I expected this book, written by Dinesh D’Souza and published by Broadside Books, to be bitter. For one thing, the title conveys bitterness.

And Dinesh D’Souza has reason to be bitter: A first offender, he had been threatened with prison and then sentenced to confinement for an offense usually not even prosecuted: two misreported campaign contributions to a childhood friend running for office. (It is not even clear that the law creating this offense is consistent with the First Amendment.)
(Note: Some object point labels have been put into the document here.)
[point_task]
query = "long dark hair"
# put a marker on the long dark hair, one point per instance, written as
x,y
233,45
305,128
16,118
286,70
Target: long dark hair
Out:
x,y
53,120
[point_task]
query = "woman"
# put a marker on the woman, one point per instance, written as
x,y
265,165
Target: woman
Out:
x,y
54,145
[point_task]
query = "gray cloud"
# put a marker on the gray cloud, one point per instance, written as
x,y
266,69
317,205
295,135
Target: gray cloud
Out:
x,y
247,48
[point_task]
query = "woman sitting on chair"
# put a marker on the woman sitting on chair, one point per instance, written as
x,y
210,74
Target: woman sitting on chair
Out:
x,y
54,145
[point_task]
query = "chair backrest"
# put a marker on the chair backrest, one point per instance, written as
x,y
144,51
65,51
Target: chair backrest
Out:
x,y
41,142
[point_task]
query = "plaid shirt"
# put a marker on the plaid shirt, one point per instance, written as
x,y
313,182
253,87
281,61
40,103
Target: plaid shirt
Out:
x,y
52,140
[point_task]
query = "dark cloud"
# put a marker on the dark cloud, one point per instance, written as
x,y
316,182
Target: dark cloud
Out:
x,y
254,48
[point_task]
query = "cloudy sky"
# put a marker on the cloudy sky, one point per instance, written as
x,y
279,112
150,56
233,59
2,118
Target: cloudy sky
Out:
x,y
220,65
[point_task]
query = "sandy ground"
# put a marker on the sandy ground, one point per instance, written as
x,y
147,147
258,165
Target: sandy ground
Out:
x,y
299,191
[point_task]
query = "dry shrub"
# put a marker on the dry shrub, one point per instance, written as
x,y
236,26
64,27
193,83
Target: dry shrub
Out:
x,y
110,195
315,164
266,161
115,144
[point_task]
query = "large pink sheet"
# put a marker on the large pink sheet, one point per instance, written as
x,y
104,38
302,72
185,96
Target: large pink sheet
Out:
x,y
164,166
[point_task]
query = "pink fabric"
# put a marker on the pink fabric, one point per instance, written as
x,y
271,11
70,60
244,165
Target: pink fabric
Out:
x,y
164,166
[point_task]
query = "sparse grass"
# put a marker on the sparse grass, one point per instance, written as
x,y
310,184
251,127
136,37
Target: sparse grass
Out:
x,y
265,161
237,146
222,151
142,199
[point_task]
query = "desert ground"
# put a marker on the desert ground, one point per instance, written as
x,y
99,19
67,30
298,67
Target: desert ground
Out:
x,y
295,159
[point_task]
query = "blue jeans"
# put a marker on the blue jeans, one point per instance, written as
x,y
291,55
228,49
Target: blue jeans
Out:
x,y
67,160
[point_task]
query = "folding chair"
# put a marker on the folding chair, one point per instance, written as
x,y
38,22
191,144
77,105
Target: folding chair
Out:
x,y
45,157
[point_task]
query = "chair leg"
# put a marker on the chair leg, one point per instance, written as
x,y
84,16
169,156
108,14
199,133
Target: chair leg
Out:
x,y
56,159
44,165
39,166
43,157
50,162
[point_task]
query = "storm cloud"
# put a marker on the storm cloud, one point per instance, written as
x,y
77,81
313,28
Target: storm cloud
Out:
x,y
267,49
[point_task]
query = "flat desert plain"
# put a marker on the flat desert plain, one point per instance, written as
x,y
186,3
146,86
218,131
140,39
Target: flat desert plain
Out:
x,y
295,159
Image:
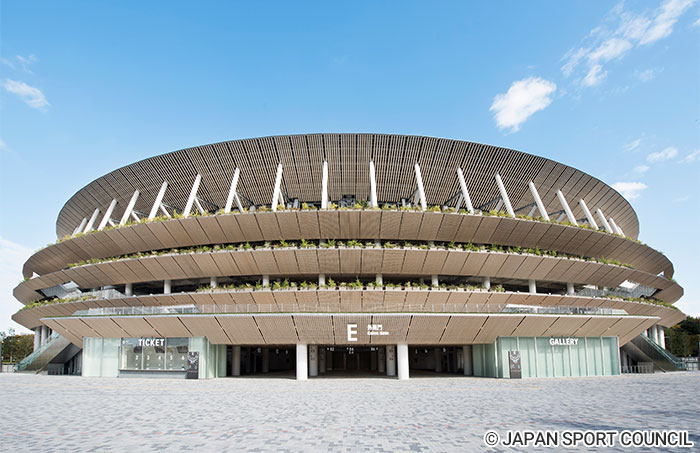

Moreover, D’Souza is a prominent intellectual conservative. Federal officials chose to prosecute him shortly after he had produced a well-publicized film critical of the president. As he documents in the book, a fair amount of circumstantial evidence suggests that the decision to go after him originated high in the Obama administration. Perhaps at the top.

But the text shows little evidence of bitterness. My personal experience makes me understand why. When my tax returns were targeted by Montana state officials in the 1990s in apparent retaliation for my anti-establishment political activities, I was surprised that my own emotions were merely a mixture of resignation and amusement. Same thing when state officials tried to retaliate through my employer. So you don’t always react to events as you would expect.

What D’Souza’s book does portray is how far our country has slipped from constitutional government to third-world-style kleptocracy. When I grew up, political candidates were imperfect, of course; but no individuals as flawed as Hillary Clinton and Barack Obama would have been considered as candidates for much of anything outside of inner cities controlled by corrupt machines. Certainly not for president.

I previously have noted that there are disturbing strains of totalitarianism in modern “progressivism”  and in its jurisprudence. See, for example, here, here and here. D’Souza offers a look at the beast from another angle. Drawing from what he learned about criminal gangs while in confinement, he delineates the common traits between those gangs and their methods and the “progressive” movement and, indeed, much of the Democratic Party.

The product is both chilling and hard to put down.

If I have a complaint, it is that D’Souza does not spend enough time offering solutions. His last few pages amount to little more than “Spread the word and defeat Hillary.” Among the potentially more fundamental and permanent solutions neglected is the current drive for an Article V amendments convention.